Saturday, March 2, 2013

The Solar Constant?

A constant should be constant.  You can compare Total Solar Insolation reconstructions and find a lot of variation in the "constant".  Leif Svalgaard is a solar scientist I think that is now at Stanford University that has noted how climate scientists tend to pick and choose what value of the Solar "constant" they like for a particular purpose.  With my RMS versus "average" post, I seem to have stirred up some discussion of my sanity.   Why?  Because I think a constant should be a constant.


So here is the problem.  Because the Earth revolves making one rotation in 24 hours you could have what David Springer points out a half rectified sine wave.  The RMS value of a half rectified sine wave is half of the peak.  If Earth had a perfectly circular orbit with no axial tilt, the solar constant would be and the input power would be peak/2 period end of conversation.  Since the Earth orbit is far from perfect, peak/2 is an estimate.  I contend it would be a low estimate.
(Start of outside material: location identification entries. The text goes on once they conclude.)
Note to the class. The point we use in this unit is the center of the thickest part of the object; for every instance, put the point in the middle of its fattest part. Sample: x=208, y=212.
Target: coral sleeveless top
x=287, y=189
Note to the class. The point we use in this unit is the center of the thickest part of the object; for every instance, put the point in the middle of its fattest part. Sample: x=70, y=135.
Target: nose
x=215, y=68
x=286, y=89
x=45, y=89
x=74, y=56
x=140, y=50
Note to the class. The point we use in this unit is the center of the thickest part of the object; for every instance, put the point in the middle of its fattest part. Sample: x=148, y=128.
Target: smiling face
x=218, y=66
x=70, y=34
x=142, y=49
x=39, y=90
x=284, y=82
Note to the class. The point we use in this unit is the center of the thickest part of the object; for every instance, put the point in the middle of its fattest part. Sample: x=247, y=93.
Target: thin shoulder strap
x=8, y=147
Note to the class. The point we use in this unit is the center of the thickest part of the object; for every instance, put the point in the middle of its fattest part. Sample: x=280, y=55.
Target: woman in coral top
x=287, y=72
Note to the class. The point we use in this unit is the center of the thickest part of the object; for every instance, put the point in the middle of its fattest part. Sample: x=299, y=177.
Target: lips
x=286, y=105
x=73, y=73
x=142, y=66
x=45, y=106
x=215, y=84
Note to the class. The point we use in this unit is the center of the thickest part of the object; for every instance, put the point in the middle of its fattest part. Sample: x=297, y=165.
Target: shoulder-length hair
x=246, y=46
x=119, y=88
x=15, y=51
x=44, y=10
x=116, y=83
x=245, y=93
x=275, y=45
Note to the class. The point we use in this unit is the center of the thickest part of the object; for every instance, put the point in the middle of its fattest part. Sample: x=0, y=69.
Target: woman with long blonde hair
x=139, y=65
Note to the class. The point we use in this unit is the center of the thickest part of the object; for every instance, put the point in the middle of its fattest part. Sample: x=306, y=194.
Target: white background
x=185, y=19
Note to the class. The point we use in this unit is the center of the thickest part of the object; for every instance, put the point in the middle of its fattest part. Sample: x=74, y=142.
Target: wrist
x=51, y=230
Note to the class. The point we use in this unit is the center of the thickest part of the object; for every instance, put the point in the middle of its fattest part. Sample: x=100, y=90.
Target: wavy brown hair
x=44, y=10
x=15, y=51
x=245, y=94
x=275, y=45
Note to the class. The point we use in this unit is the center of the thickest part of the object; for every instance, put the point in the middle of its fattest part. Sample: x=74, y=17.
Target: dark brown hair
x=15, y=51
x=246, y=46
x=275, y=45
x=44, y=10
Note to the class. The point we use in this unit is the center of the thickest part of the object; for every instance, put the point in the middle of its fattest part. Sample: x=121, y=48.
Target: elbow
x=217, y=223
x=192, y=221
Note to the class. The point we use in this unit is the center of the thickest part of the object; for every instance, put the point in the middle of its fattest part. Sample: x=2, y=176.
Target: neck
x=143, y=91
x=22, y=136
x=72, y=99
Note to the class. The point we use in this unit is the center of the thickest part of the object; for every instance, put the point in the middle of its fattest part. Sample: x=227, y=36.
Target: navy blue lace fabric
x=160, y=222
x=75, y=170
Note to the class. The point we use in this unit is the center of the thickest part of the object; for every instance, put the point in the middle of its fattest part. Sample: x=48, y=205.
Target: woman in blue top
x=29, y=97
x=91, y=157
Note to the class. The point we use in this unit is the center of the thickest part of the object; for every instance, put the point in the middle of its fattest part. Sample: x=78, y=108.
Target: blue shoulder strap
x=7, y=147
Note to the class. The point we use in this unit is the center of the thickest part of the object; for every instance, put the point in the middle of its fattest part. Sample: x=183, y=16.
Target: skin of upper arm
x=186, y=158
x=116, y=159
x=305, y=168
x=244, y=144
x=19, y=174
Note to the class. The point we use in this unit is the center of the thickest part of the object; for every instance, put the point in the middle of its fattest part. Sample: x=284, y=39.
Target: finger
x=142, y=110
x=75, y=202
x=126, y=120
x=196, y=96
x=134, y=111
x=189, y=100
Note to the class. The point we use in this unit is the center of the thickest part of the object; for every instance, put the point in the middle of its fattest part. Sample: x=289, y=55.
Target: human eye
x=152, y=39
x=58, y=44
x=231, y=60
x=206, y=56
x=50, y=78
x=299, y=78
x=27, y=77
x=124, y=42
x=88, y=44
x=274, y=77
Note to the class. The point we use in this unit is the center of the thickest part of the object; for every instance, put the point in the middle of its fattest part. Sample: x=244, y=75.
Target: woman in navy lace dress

Does it matter?  If the estimate produces an insignificant error, it doesn't matter.  If it matters totally depends on the degree of precision you wish to obtain.  Since the subject is climate science, a one percent error is roughly equal to the impact of a doubling of CO2, so one percent error is my initial "baseline" for significance.

Due to the elliptical orbit alone, solar intensity varies nearly 100 Wm-2 at the true top of the atmosphere each year.  The typical RMS value of a pure sine wave is 0.707 times the peak of the sine wave,~50 Wm-2 or 35 Wm-2.  Because of axial tilt, the period of the sine wave applied varies by ~10% or 2.4 hours at latitude 45 degrees.  We no longer have a pure sine wave.  Now I contend we need to consider the "true" peak, which is actually the Peak-Peak value and the duration to come up with a more accurate estimate.  That would mean that up to 70 Wm-2 of energy is acquired internally that would have to be transferred with the typical losses in transfer and conversion along the way.

So what would this mean?  That TSI would need an ~70 Wm-2 (65 to 67 Wm-2 appears to be that actual value) DC component due to annual orbit variation.  That DC component is nearly 50% of the "Greenhouse Effect" impact and has absolutely nothing to do with atmospheric gases, only orbital variations.  

I could of course be wrong, but averaging averages is prone to produce errors.  Since the solar "constant" has been revised downward and the estimated "average" surface temperature based on the 1951-1980 also revised downward, it would be very easy to confuse the causes and effects.